The deep, guttural drone of the didjeridu slowly filled the Harvard Art Museums’ Calderwood Courtyard. As the sound grew stronger, a dancer in an orange leotard ran into the center of the courtyard. She placed both hands on the ground and held one leg straight up, holding the position for a few seconds. Then, she began to travel around the space with organic movements.
Soon she was joined by a male partner, and not long after that, by 16 other dancers, all dressed the same. Each dancer moved as an individual, but the group shared certain gestures. Eventually, the performers united in a line to move en masse. Viewed from anywhere in the courtyard, the group looked like a giant orange millipede, dancing slowly and deliberately, even after the didjeridu’s haunting tone ended.
“The dance is about mysterious forces, and how life is more than rationality or objectivity,” said Karole Armitage, who choreographed the performance. The world-renowned dancer and director of Armitage Gone! Dance Company and the 2015–16 Mildred Londa Weisman Fellow at Harvard’s Radcliffe Institute for Advanced Study developed the dance in honor of the Harvard Art Museums’ exhibition Everywhen: The Eternal Present in Indigenous Art from Australia. It was performed on a February evening by two Armitage Gone! dancers and 15 Harvard students.
“It’s a celebration of the exhibition,” Armitage said. As a nod to the Indigenous cultures featured in Everywhen, she chose to choreograph to a composition by Stuart Dempster, who is credited with introducing the Indigenous didjeridu to the United States. His piece, Didjerilayover, recorded inside a cistern, represents a Western perspective on the instrument, Armitage said, as well as a unique opportunity to use its traditional sounds in a contemporary way.
The composition “has a lot of power and mystery in it,” Armitage said. “I love the sound [of the didjeridu] because it has a tonality that feels connected to the earth; it’s not ephemeral. It really has a gravitas to it.”

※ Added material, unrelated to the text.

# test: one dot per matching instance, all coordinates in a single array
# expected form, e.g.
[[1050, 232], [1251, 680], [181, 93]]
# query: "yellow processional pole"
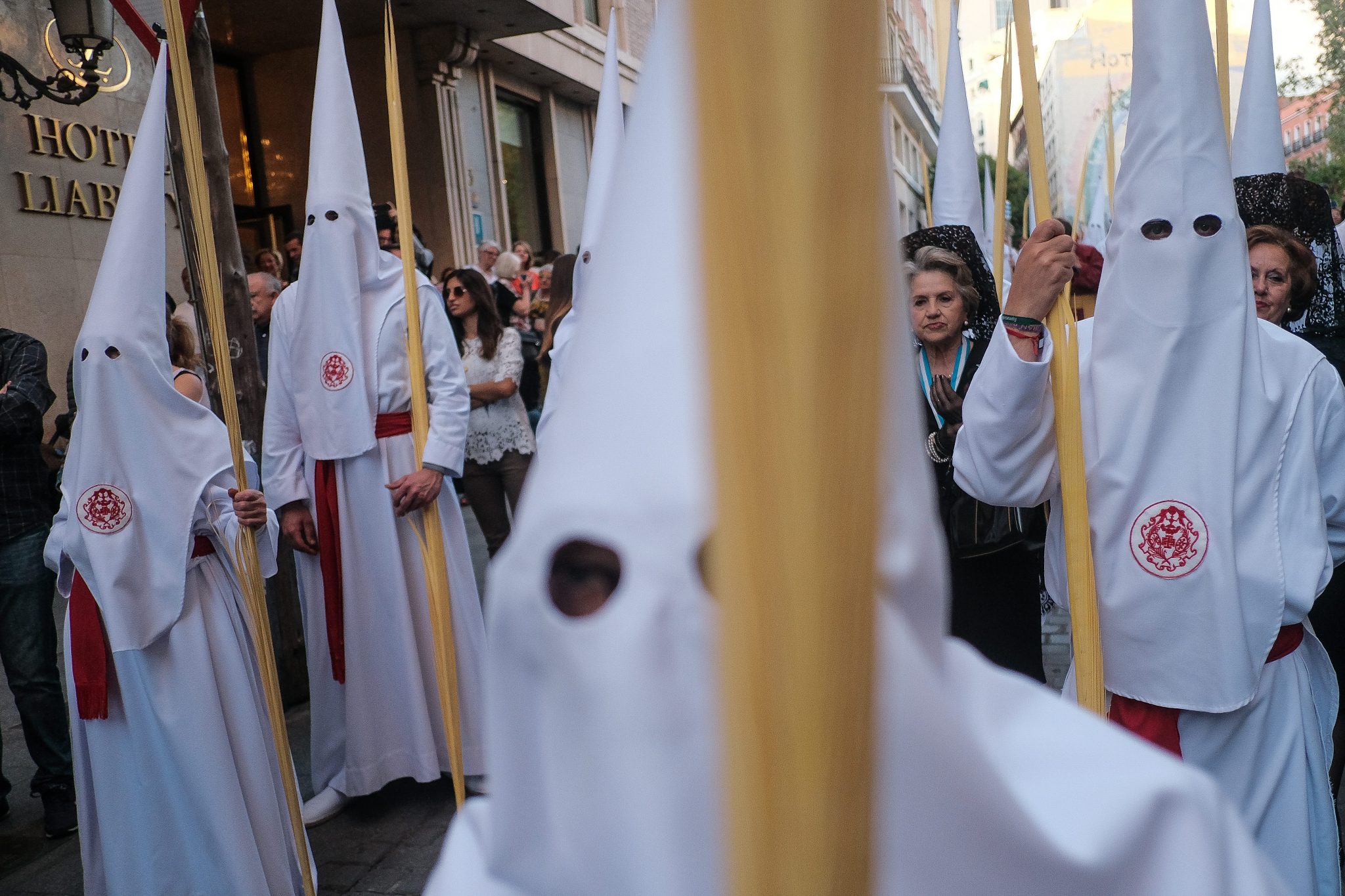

After the performance, Armitage shared her thoughts on the performance and the Everywhen exhibition in a conversation with Lisa Mullins, host of WBUR’s All Things Considered. Audience members could suggest questions through their mobile devices.
Among the topics that arose were the use of hair during the performance—all female dancers wore their hair down (a far cry from tight ballet buns), and at a few points, covered their faces with it. In some ways, that act reflects Armitage’s own boundary-breaking relationship to the art form. Dubbed the “punk ballerina” since her start as a choreographer (when her early works were set to punk music), Armitage has been known for her unique dance vocabulary and a fearlessness about shaking things up. (Among Armitage’s many accomplishments is choreographing the music video for Madonna’s hit song “Vogue.”)
During the course of the conversation in Menschel Hall, Armitage realized that the act of covering faces was in part inspired by art in Everywhen. Those particular works were photographs by Christian Thompson, as part of his 2012 We Bury Our Own series. They depict Thompson’s face with his eyes covered by various materials: a picture frame in Danger Will Come, a model ship in Invaded Dreams, and a veil and butterflies in Lamenting the Flowers. The works reference the Indigenous custom of avoiding photographing or looking at images of the deceased.
Reiterating that her dance was not meant to represent the content of Everywhen, but rather to simply mark its presence at the museums, Armitage encouraged visitors to explore the show. “It’s so beautiful on its own terms—just the geometry, the tactility, the emanation that comes from these works,” Armitage said, but learning the stories behind the art makes the experience “even richer.”